Está a ser despejada depois de o seu bloco de apartamentos ter sido comprado pelo Vandor Group, uma filial do fundo de investimento britânico Patron Capital.

"Vivo no meu apartamento há 26 anos", explica Rosário. "É onde criei os meus filhos e onde tenho a minha marca de roupa Pinku No Kuma", diz, mostrando os vestidos que desenha com a sua filha.

"E a Vandor quer tirar-me a casa, bem como tudo o que consegui aqui", acrescenta.

Rosário é a última dos antigos inquilinos do edifício. Todos os outros apartamentos foram transformados em espaços de coabitação, arrendados a estrangeiros com contratos de curta duração.

"Os fundos abutres estão a comprar em massa edifícios inteiros para especulação.

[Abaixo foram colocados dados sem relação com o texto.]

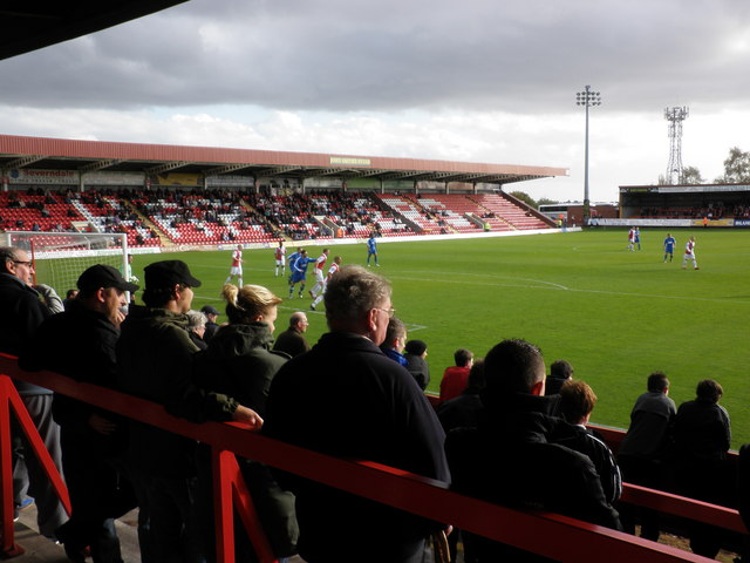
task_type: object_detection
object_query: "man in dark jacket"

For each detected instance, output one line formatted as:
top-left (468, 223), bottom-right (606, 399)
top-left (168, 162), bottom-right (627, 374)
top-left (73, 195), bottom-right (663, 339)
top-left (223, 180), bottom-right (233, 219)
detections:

E estão a pôr-nos a todos na rua", ataca Castelló. "Isto tem de parar."

Apesar de o seu contrato de arrendamento ter expirado, recusa-se a sair e está em processo judicial com o proprietário, a quem ainda paga a renda.

"Ofereceram-me uma pequena quantia para me tirarem de lá", explica, "mas os preços de arrendamento são exorbitantes. Não tenho para onde ir".

Em toda a Barcelona, residentes como Rosario estão a unir-se. Apoiados pelo Sindicat de Llogateres, lutam para evitar os despejos e pressionam as autoridades públicas a intervir.

"A falta de proteção do direito à habitação é total", exclama Martina Ges Torra, outra membro do sindicato dos inquilinos. "Defenderemos coletivamente este direito".

O Governo espanhol está a tentar travar a crise. As medidas incluem planos para eliminar 65 mil anúncios da Airbnb, aumentar os impostos sobre a compra de imóveis por cidadãos de países terceiros e aplicar limites máximos de arrendamento.

"Começámos a regular a subida dos preços das rendas", afirma o presidente da Câmara Municipal de Barcelona, Jaume Collboni, que refere uma descida de 8% dos preços em Barcelona.

Outra medida abrangente eliminará todos os apartamentos Airbnb na cidade até 2028, devolvendo 10.000 casas ao uso residencial.

"E na Catalunha, os arrendamentos de curta duração estarão sujeitos ao mesmo limite de preço", acrescenta o autarca. "Isto significa uma enorme queda na rentabilidade dos fundos de investimento — é um fator de dissuasão".

Jaume Collboni lidera a iniciativa "Mayors for Housing Alliance", que envolve 15 grandes cidades europeias. Apresentaram à UE um Plano de Ação Europeu para a Habitação, instando Bruxelas a investir em habitação a preços acessíveis e a isentar essas despesas das limitações impostas pelas regras em matéria de auxílios estatais.

"A Comissão Europeia tem de atuar", insiste Collboni. "Se os cidadãos virem que as instituições europeias não estão a tratar de um problema desta magnitude, isso pode desencadear uma crise de legitimidade", conclui: "Não se trata apenas de uma questão social. O futuro do projeto europeu e da própria democracia também estão em jogo".